Agile Publishing: Lessons from academia in getting it right

I am always looking for others who are experimenting in the arena of agile publishing, as we are doing with our side venture, Dymaxicon, and I ran across a fascinating article today on a Bryn Mawr college blog called Teaching and Learning Together in Higher Education. The article is by Rebecca Pope-Ruark (affectionately nicknamed RPR by her students), a professor of Writing and Publishing at Elon University in North Carolina who learned about scrum from her geek husband and decided to try using it to teach collaboration skills to her students, who would be working on some publishing projects. (Since it’s academia, the blog post is also co-authored by several of her students–apparently publish or perish extends to blogging now.)

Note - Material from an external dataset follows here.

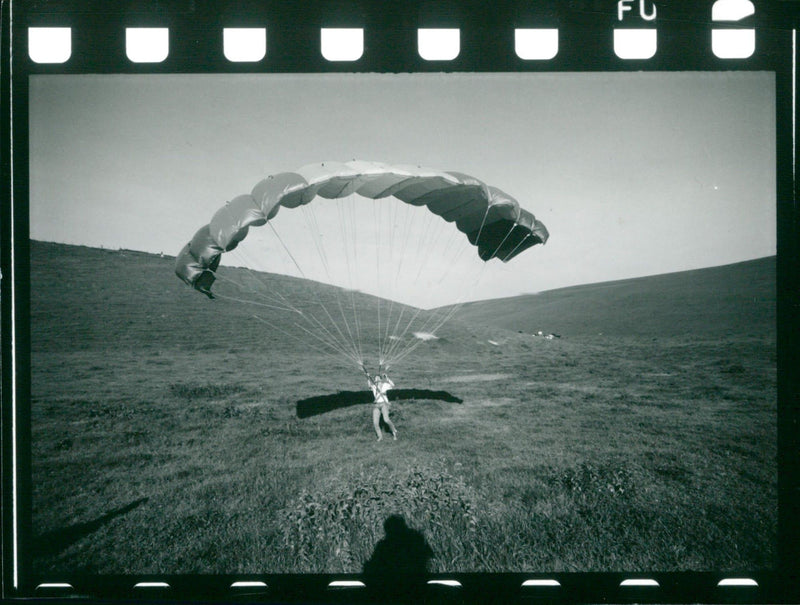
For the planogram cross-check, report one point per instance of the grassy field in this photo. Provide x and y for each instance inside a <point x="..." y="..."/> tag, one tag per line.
<point x="166" y="440"/>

I loved the description of how the students viewed “collaboration” before the project:

When asked their views on collaborative group work before taking RPR’s classes, 11 of 15 respondents reported not enjoying previous group work because the experience was often disorganized, most of the work was completed usually by one person, or students did not trust each other with their grades. Even students who labeled themselves collaborative thinkers admitted to either taking most of the work on themselves or to re-doing their group members’ work before the project was due. Most seemed not to participate fully because they viewed their group members as obstacles rather than partners in the collaborative experience. One student summed up group work experiences this way: “It usually felt like individual work where a bunch of other people would harass each other while I was trying to do things.”

Been there, done that. Haven’t you? Thought so.

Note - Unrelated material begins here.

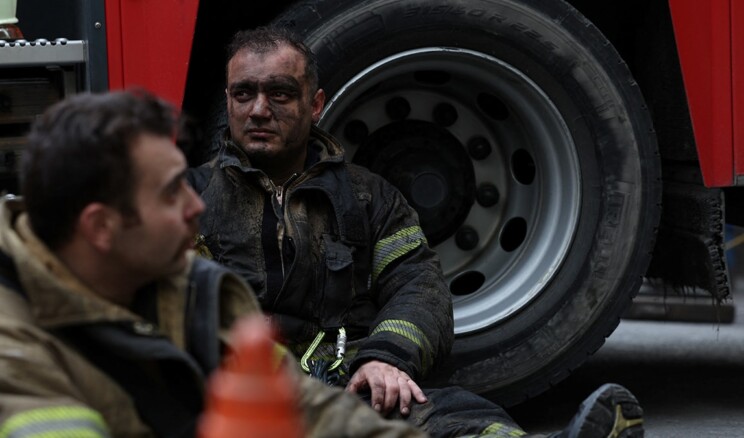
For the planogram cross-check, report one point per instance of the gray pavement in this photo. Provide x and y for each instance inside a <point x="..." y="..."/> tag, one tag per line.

RPR and company, bless their hearts, did not take the evaluation of the experiment’s results lightly. “I conducted an Institutional Review Board-approved study and collected regularly scheduled coursework including weekly reflections and the final portfolio, as well as my instructor notes,” Pope-Ruark writes. Probably more documentation of outcome than scrum has ever received anywhere–and I’m only half-joking about that. It seems these cross-border experimenters are far more receptive to scrum than most computer science departments are.

But the article includes plenty of anecdotal evidence of success as well. In describing the “after,” one of the students writes: “Scrum took on a new role for me. Not only was it a place where I could bring up various issues concerning the project itself, but it also became a setting that helped me actively learn about my peers in a way that the typical method of handling group-work prevented. Some of the discussions transcended the mere benefit of the project into an opportunity for personal growth.”

Another adds, “Where I had distrusted group members in the past, I found that if I paid attention to what was being said and done in scrum, I was better able to confer credibility upon peers, which allowed me to extend a measure of trust. In our joint experiences as students and collaborators, I found that scrum became a valuable tool for building trust and credibility, dispelling the perceived need to protect grades with divide-and-conquer collaboration.”

The lone comment on the blog post is from a K-12 teacher, also a Certified Scrum Master, who is also excited about bringing scrum into the classroom. So if it sometimes seems like an uphill battle to bring agile practices like scrum to bear in the software arena, maybe we die-hard agilists would find less resistance bringing these radically sensible ideas to other arenas, like publishing, or the classroom. Hm, maybe when Chris and I sit down to pen The Elements of Scrum 2.0, we’ll be widening our focus…. what do you think?